In a follow-up on the hepatitis A outbreak in the Czech Republic, there were 2,597 cases of hepatitis A detected in the Czech Republic this year through November 16, which is four times more than last year and the most since 1989, according to the country’s NIH.
Since September, an average of over 100 new cases have been increasing per week. 29 people have died, compared to two in the whole of last year.
The most sick people are in Prague, where there are 1,108 recorded cases, which represents 42% of all cases in the Czech Republic. “In recent weeks, an increase in the number of cases has been recorded, especially in Prague, where the epidemic has spread beyond the community of risk individuals,” the SZÚ said. There were 418 cases in the Central Bohemian Region, and 201 in the Moravian-Silesian Region.

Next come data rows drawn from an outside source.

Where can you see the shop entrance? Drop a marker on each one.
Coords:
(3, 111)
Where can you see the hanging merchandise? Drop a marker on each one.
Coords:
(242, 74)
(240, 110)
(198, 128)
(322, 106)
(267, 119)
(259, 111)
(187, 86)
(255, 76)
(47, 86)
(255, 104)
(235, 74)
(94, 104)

The highest number of cases in a year was recorded by doctors during a major epidemic in 1979, when there were over 32,000. In 1989, there were 2,624, and after that, except for three years, there were hundreds. Among this year’s more than 2,500 infected people, hygienists recorded 300 homeless people, 239 drug users, and 34 prisoners.
2,032 people were hospitalized in infectious disease wards due to hepatitis A, and another 150 in other healthcare facilities. 29 patients have died so far, eight more deaths in October, and none in November.
Hepatitis A and the Hep A vaccine
The deceased are more likely to be men, with an average age of 55. They are often drug users, homeless people or alcoholics.
“The risk of severe disease and death increases with age and is higher in people with chronic liver disease or weakened immunity,” wrote the SZÚ experts.
This year, doctors administered over 200,000 hepatitis A vaccines. Foreign batches of vaccines have arrived in the Czech Republic, for example from Sweden, the Netherlands, or Greece.